Arriba escribí la frase “para acabar de joderme”, porque llevo varios años tratando de escribir buenos relatos y nunca he sido capaz de omitir algo de lo que quiero escribir para que el texto resulte mejor. Ni se me ha ocurrido jamás poner alguna cascarita por ahí, para que un lector se resbale en ella y termine aterrizando en lo que yo no quería que entendiera, lo que jamás imaginé. Es que escribo sobre algo que entiendo bien, o que de tanto no entender bien me resulta asombroso, o porque es tan bonito que parece mentira, tan irónico que se parece a la vida, tan trivial que dejar constancia de él resulta importante porque la omisión alcahuetea la ignorancia y abona el olvido, cosas así, siempre tan sabias, o tan tontas, que en el diccionario de la sencillez pueden resultar siendo lo mismo.

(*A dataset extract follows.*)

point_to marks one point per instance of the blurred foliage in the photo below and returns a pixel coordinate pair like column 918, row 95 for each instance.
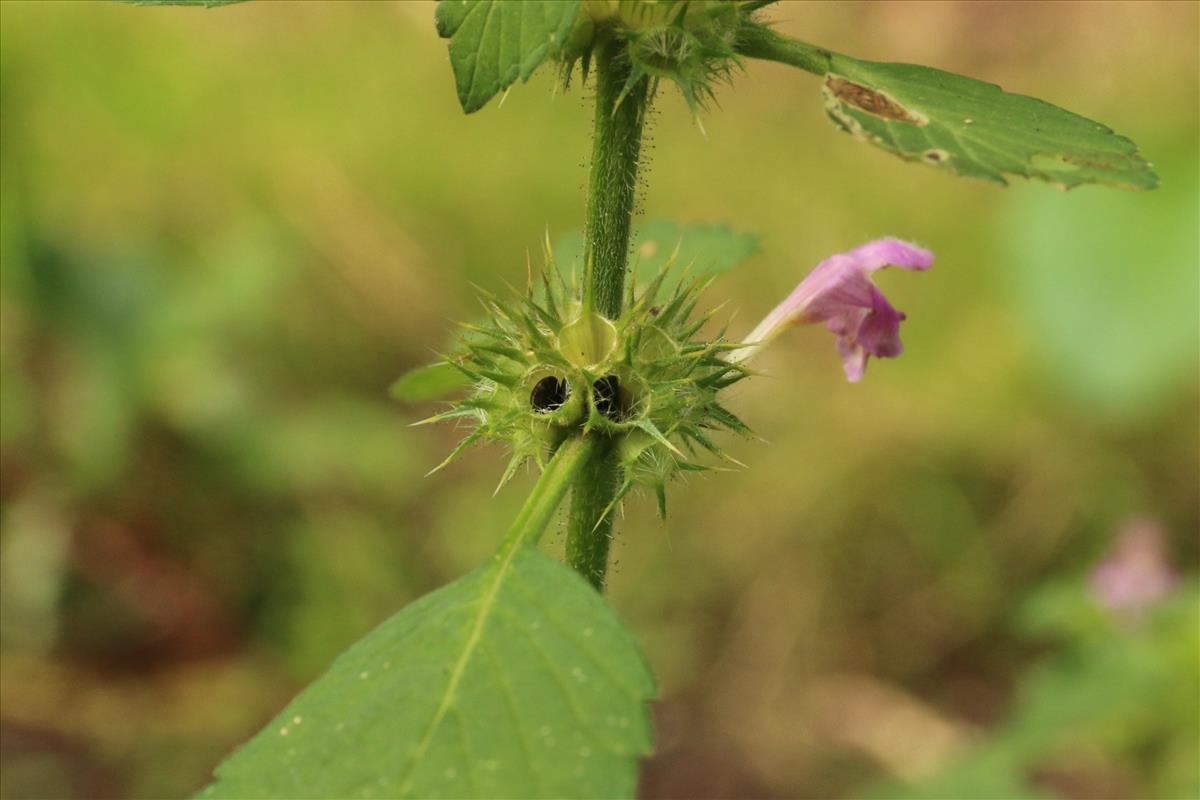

Francamente escribí esto porque no tenía algo qué hacer en la soledad de este domingo de agosto sin cometas; porque enmugré de sarna removible muy poca loza al desayuno y no me tomó casi tiempo lavarla; porque los teléfonos que marco salen siempre ocupados; porque las víctimas de mi grito son generalmente sordos como los dioses de la pereza; porque el amor salió a comprar un absoluto y no tengo a quién sobarle la espalda con el estropajo, a modo de caricia relativa. Y para evitar que estas palabras sean sólo la punta de un iceberg, debería decir que si bien es interesante que un relato ponga a reflexionar al lector, lo haga construir su propia historia, ese no es un requisito obligatorio para el autor, ni debe torcer su narración hacia ese fin, por lo que los aspirantes a escritor no deben asustarse y dejar de escribir si caen en la cuenta de que relatan apenas lo que piensan, exactamente lo que les cuentan las rendijas del secreto ajeno, las voces de las vigas de las casas antiguas, los ecos del asombro, y no lo que esperan los críticos, los profesores, los reseñadores, los editores y toda la cáfila de quienes viven a expensas de la literatura, no para ella o por ella, como el verdadero escritor. Si luego al autor le pagan por lo que escribe, esa es una lotería que el autor honesto se gana casi sin proponérselo. Parece ser, por lo que opinan las estrellas, que para los buitres antes citados, que se alimentan de la carroña de los autores que asesinan, en la lotería son más importantes las combinaciones de los números que no ganaron —el tesoro perdido debajo del iceberg, la nota muda de la voz—, mucho más que los cuatro dígitos que hicieron rico a un pobre, déspota a un acomplejado, feliz a un usurero o muerto de infarto a alguien a quien su médico había recomendado no someterse a grandes emociones.